# DVD Recorder Question



## corbain983 (Aug 25, 2007)

Hey guys
Is it possible to record a 30 minute show on a DVD, wait for the next day, then record another 30 minute show?
What special DVD do i need??? I wanted to record some food network foodshows and put them all on one dvd because its a waste of space for ONE show on ONE dvd
how can i maximize space?


----------



## upsminion (Jan 20, 2008)

You can do this anytime if you have or get the upgraded DVR cable box from your cable company, about $15 more per month. Your saved programs will be stored on a hard drive.


----------



## EnglishPaul (Sep 10, 2007)

I would want to ask what are you using as a DVD recorder? Is it vista, or a set top box, or a stand alone recorder?
For most DVDs (and CDs) the issue is finalising. It is a process that takes a disk of data, and gives it all the bits and labels that allow it to play on a domestic player.

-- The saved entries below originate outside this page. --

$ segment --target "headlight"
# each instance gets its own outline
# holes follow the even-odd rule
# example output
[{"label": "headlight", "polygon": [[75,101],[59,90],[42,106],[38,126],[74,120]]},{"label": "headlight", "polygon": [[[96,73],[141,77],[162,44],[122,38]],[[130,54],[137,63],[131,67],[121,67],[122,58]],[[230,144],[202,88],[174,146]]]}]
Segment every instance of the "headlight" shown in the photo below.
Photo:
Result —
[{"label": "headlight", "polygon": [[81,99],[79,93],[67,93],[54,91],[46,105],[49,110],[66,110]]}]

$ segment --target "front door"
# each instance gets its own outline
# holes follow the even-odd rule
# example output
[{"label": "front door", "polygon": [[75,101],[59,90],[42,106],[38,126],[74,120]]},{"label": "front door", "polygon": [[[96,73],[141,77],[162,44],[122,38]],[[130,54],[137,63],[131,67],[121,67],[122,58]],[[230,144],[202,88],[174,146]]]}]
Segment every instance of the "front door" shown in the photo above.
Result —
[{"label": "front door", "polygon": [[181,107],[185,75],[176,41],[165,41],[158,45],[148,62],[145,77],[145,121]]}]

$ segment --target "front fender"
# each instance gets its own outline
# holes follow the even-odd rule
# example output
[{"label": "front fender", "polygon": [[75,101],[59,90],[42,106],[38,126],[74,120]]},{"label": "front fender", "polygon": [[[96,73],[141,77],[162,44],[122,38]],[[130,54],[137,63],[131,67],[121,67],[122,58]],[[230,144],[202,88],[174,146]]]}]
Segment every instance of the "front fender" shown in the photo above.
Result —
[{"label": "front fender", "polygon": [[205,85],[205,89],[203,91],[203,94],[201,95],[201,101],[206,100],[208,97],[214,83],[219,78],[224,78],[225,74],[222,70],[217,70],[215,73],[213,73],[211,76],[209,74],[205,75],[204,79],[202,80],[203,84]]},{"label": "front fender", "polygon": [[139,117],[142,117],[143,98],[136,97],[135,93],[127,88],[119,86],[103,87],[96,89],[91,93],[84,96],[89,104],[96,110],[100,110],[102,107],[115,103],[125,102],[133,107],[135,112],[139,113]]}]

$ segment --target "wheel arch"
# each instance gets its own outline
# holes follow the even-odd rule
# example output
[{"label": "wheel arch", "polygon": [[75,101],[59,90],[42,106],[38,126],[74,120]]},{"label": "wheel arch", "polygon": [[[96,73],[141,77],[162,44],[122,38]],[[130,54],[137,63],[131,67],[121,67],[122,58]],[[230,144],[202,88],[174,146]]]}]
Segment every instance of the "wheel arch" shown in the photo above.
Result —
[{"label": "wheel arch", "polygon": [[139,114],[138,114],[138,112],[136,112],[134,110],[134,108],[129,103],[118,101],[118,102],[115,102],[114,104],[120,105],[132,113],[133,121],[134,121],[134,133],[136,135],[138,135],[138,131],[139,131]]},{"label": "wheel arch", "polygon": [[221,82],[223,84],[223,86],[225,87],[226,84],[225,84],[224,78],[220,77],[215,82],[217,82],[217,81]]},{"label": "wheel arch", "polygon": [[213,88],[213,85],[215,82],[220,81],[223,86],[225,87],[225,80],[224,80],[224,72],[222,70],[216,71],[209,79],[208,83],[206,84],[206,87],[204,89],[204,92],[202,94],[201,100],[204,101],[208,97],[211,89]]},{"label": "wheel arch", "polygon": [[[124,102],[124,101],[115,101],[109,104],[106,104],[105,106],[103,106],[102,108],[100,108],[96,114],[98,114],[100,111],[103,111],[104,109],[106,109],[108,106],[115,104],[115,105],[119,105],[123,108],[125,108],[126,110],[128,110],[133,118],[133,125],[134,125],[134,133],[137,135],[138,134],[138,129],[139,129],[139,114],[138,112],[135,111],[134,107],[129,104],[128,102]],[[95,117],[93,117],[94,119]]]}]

If there is space, a DVD can be recorded until full or finalised. So recording programs end to end should just be a question of digging out the manual, however, if you want to watch them elsewhere in between then you may have a more interesting problem.


----------



## corbain983 (Aug 25, 2007)

well im using a DVD recorder
with my cable television
i wanna record food network shows
will it record mulitple till it fills up
or only once 
cuz its DvD-R


----------



## EnglishPaul (Sep 10, 2007)

I think it will keep on recording until the disk is full. But you will need to check the manual (or find one online). Or if you post the make and model number perhaps someone could help you more.


----------